The Coalition has decided to reverse a Labor decision to appoint Steve Bracks as Consul-General to New York. This is entirely appropriate – not only should the new Government enjoy the right to make its own appointments, but it might wish to consider whether the position should even exist. In addition, Bracks was about to start the posting at the same time as the new Government, it is not like he is being withdrawn from a posting. Does anyone really think that Steve Bracks is the best person to prosecute a Coalition Government’s position in New York?
While Australia needs to have consulates in the United States, it is unclear that there needs to be a very senior Consul-General living in a $25 million apartment in New York.
Consuls and Consul-Generals perform a variety of traditional consular tasks (eg helping Australian citizens in trouble overseas) and trade commissioner roles (promoting Australian business interests). Catallaxy readers will traditionally be skeptical of the need for the latter and the extent of the former.
In the United States, Australia has representations at the Embassy in Washington and New York (United Nations), consul-generals in New York, Chicago, Los Angeles and Honolulu, and Australian Trade Commission offices in Chicago, New York, San Francisco and Washington. Additionally there are various State representatives (Agents-General) such as Victoria’s in Chicago, New York, San Francisco and Washington.
In this day and age do we really need so many representative agencies from Australia in the United States (let alone in other countries)? Surely communications have advanced to the point where significant savings could be achieved by closing down some of these offices.

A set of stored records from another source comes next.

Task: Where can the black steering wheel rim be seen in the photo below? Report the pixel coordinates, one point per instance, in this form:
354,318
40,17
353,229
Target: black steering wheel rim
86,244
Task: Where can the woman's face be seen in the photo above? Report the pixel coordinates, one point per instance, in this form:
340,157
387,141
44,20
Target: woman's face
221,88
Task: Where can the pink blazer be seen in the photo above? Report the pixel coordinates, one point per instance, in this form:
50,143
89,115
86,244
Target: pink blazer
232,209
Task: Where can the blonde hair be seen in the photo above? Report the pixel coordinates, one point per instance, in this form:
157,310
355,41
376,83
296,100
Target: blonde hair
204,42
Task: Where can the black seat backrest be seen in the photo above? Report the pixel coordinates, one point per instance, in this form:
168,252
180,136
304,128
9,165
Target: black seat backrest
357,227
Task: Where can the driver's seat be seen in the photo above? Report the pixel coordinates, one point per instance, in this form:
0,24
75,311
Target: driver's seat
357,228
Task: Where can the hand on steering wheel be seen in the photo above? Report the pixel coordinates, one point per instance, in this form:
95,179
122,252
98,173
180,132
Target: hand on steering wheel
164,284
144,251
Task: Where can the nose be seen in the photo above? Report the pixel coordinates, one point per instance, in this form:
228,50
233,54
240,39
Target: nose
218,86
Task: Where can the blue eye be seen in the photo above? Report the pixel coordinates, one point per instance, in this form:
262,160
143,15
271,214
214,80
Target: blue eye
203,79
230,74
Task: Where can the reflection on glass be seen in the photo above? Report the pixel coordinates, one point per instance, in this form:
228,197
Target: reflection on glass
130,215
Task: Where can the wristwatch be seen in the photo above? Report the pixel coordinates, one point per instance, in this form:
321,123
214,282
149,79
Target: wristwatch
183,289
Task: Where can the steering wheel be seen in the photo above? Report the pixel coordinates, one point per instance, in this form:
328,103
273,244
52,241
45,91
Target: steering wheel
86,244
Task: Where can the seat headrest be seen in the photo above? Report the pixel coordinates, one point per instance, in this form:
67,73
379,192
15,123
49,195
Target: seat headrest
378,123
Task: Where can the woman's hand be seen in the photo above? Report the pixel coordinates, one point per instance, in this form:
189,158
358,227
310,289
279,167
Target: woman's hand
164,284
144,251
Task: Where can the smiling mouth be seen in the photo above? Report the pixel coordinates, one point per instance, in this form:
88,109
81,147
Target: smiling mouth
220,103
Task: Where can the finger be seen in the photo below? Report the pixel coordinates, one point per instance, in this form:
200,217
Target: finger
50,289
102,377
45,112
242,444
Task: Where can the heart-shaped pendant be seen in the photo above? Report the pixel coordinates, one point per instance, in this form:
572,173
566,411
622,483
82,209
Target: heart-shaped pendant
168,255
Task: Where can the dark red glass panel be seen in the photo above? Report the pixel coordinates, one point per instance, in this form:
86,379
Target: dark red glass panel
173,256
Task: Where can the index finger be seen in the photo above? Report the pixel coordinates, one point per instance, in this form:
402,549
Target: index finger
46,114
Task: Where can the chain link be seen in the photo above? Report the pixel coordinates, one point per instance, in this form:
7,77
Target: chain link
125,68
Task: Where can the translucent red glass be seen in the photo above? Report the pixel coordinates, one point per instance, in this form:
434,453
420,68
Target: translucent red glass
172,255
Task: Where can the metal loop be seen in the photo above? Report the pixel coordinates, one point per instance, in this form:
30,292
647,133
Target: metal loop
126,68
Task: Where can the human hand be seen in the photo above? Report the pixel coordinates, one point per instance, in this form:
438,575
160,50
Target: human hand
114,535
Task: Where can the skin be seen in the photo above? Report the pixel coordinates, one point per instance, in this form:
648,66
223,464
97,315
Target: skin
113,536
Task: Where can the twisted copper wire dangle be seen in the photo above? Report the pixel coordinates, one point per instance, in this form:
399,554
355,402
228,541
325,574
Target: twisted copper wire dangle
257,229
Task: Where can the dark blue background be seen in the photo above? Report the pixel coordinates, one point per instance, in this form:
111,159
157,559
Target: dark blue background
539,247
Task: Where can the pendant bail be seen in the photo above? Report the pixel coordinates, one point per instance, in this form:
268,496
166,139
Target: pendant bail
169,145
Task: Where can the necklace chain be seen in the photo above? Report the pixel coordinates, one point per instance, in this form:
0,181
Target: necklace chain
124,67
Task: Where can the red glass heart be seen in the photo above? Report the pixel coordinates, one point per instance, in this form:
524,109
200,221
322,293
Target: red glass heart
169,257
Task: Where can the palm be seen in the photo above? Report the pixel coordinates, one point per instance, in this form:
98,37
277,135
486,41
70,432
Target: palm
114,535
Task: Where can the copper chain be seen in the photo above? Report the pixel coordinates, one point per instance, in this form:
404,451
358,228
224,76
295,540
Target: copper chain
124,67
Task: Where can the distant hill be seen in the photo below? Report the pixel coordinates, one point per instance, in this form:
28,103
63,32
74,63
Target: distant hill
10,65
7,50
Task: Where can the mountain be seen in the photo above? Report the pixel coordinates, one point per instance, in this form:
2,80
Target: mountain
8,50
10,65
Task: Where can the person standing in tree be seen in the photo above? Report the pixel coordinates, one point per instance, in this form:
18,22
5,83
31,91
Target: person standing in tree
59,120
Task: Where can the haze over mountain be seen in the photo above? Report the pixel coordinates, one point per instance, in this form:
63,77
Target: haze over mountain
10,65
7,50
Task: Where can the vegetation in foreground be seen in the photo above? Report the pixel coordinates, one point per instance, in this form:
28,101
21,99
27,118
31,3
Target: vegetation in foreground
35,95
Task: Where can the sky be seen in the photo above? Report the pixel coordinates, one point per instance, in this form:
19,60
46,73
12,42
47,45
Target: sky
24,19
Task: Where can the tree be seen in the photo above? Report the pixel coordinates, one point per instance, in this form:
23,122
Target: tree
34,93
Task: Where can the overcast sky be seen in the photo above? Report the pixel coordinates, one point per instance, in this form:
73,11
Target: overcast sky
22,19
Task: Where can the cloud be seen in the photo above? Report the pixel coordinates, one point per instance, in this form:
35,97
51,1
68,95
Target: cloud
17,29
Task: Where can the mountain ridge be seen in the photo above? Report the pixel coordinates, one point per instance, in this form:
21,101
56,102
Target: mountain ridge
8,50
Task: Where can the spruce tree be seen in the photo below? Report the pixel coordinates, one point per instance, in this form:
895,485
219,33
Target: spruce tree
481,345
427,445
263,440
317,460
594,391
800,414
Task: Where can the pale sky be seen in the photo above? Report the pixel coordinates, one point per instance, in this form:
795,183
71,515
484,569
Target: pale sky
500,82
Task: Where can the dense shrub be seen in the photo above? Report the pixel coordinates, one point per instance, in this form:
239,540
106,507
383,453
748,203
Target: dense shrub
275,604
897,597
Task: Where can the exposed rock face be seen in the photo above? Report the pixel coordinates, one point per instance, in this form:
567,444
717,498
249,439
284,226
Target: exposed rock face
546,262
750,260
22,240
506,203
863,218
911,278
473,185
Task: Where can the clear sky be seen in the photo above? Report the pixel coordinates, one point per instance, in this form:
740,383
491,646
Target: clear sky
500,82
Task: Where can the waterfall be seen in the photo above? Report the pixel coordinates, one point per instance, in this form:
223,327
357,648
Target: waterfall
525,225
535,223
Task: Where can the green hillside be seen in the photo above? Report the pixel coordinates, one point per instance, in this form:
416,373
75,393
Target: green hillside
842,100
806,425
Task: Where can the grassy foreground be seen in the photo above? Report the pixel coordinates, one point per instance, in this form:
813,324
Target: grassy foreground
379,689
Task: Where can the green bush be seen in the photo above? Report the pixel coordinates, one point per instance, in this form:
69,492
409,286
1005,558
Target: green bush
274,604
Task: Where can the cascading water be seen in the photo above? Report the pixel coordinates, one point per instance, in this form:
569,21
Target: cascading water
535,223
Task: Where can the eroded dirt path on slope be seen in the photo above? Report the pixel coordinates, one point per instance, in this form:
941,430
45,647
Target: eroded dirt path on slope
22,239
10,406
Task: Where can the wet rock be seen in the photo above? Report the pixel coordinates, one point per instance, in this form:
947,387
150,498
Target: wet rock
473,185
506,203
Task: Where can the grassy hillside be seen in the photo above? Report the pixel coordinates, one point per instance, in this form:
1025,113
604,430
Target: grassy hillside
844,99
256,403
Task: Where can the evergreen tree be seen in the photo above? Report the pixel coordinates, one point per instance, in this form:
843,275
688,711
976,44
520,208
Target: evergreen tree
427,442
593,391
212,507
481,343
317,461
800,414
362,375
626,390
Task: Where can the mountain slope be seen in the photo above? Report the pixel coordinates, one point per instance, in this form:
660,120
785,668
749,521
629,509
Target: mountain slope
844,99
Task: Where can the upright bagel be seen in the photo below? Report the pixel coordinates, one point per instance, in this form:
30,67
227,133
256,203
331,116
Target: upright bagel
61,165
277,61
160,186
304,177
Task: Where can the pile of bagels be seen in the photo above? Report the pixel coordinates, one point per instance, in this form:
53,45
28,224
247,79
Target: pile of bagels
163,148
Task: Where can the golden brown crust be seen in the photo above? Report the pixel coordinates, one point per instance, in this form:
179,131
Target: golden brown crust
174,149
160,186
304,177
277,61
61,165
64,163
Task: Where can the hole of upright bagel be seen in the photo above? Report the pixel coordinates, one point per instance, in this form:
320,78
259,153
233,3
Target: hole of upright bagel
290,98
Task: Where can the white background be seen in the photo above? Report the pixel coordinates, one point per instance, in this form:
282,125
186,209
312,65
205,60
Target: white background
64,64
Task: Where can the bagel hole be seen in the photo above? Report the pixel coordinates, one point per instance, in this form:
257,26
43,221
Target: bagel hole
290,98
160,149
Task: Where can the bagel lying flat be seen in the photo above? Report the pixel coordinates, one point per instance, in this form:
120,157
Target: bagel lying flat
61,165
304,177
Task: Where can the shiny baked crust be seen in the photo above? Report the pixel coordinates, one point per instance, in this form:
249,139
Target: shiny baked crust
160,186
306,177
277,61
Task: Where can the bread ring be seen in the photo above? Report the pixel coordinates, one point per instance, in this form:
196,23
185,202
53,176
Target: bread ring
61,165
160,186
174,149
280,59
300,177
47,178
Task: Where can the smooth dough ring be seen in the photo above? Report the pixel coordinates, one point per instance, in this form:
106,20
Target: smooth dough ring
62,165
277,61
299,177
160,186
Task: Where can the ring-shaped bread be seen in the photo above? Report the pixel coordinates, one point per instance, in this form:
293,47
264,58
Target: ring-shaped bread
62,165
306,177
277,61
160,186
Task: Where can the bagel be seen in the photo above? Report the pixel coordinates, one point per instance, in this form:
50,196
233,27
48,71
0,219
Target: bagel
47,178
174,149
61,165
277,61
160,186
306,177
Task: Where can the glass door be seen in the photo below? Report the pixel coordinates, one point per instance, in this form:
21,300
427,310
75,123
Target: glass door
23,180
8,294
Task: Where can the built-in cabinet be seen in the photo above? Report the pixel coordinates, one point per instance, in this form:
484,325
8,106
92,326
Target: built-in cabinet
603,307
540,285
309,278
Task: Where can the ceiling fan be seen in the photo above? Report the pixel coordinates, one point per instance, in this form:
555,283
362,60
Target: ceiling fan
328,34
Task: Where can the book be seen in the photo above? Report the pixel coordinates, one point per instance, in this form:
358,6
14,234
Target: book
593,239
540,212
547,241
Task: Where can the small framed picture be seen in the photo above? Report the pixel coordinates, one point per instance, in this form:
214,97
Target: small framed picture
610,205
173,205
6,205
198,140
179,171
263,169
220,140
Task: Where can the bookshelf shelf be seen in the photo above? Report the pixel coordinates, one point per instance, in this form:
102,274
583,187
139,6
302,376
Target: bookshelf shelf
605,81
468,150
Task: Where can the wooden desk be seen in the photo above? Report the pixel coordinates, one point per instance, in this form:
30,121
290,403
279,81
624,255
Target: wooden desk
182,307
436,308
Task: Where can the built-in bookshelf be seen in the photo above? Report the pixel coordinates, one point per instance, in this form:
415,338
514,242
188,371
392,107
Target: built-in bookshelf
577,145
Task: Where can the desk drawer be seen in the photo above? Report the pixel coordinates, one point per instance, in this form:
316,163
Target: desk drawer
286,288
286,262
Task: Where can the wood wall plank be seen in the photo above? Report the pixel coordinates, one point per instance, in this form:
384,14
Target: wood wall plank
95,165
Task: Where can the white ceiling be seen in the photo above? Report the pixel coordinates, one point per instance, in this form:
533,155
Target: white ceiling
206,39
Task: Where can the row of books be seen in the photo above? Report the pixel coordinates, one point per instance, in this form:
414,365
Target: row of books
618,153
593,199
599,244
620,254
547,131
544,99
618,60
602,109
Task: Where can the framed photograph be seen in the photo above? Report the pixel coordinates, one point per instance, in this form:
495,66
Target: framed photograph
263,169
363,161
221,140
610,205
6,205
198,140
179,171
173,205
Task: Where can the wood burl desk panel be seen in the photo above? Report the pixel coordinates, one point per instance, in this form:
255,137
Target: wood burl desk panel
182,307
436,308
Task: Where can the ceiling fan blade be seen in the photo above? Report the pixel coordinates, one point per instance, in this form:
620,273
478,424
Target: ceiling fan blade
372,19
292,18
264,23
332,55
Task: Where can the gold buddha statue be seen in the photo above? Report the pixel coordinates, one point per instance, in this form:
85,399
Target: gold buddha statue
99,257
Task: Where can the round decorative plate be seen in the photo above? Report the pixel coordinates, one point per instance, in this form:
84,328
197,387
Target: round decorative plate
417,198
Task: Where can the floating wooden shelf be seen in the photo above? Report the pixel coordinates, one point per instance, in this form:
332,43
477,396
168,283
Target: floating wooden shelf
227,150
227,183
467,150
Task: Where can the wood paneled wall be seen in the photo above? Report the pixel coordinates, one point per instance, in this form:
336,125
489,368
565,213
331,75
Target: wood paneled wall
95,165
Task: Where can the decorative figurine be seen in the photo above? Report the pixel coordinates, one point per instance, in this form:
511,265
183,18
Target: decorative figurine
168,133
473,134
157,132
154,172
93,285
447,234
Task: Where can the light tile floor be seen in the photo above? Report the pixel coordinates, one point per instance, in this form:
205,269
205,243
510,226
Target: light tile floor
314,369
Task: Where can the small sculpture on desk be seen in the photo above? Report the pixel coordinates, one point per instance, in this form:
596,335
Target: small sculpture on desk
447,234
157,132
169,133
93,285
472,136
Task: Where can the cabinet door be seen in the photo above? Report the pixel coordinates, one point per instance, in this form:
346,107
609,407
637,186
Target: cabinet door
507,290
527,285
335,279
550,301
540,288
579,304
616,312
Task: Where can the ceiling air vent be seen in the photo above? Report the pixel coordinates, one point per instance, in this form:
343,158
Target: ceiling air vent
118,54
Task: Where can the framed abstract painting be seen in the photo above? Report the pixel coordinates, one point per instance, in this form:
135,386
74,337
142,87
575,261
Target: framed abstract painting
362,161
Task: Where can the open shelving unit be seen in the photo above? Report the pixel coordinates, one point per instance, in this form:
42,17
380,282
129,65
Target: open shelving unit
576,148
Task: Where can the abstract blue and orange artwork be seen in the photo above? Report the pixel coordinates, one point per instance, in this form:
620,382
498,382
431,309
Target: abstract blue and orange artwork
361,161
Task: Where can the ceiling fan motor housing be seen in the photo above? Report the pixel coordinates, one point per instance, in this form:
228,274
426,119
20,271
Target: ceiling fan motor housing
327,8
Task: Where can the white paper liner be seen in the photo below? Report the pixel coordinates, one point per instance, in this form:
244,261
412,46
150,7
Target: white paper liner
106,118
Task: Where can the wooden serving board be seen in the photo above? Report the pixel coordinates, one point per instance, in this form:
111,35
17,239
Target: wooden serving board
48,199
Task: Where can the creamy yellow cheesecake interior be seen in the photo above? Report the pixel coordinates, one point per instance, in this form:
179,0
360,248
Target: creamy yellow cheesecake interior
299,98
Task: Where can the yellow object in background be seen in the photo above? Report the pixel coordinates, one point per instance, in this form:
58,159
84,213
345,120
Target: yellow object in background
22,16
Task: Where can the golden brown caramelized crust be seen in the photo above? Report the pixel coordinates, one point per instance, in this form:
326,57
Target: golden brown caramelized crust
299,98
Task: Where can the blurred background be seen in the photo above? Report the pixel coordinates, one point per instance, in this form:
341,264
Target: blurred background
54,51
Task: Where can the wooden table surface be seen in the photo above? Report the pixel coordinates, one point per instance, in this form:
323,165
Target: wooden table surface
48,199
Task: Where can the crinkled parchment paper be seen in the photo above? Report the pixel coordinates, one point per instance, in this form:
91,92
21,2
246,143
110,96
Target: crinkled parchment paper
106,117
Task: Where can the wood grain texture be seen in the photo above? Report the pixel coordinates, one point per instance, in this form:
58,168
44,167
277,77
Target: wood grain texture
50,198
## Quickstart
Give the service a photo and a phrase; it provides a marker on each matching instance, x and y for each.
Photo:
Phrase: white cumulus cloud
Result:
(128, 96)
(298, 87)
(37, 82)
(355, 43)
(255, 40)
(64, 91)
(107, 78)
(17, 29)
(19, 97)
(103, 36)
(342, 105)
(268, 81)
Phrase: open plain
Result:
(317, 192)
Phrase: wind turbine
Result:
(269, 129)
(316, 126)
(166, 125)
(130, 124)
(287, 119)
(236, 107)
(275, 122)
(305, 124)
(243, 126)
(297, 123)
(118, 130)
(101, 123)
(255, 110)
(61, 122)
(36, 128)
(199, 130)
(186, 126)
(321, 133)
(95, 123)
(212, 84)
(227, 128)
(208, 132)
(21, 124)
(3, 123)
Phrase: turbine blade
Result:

The United Kingdom is in the process of closing its passport offices throughout the world – these will now be provided electronically as its existing visa service (its consulates will now only issue temporary emergency travel documents). This is just one example where technology and communications can achieve productivity improvements and reduce the cost of the Government’s overseas services.
Did you notice reports that Tanya Plibersek is acting foreign minister until the new Government is sworn in? Does this mean that Bob Carr is taking a holiday at taxpayers’ expense following the St Petersburg G-20 meeting?
Carr says that he will serve full-term. I’m not sure whether he means to the end of his present term (ie: 30 June 2014) or to the end of the term to which he has just been elected (ie: 30 June 2020 – assuming no double dissolutions in the meantime). Paul Howes is said to be sniffing around for a Senate appointment. If that came to pass, it would show Labor has not learned the lessons of its defeat.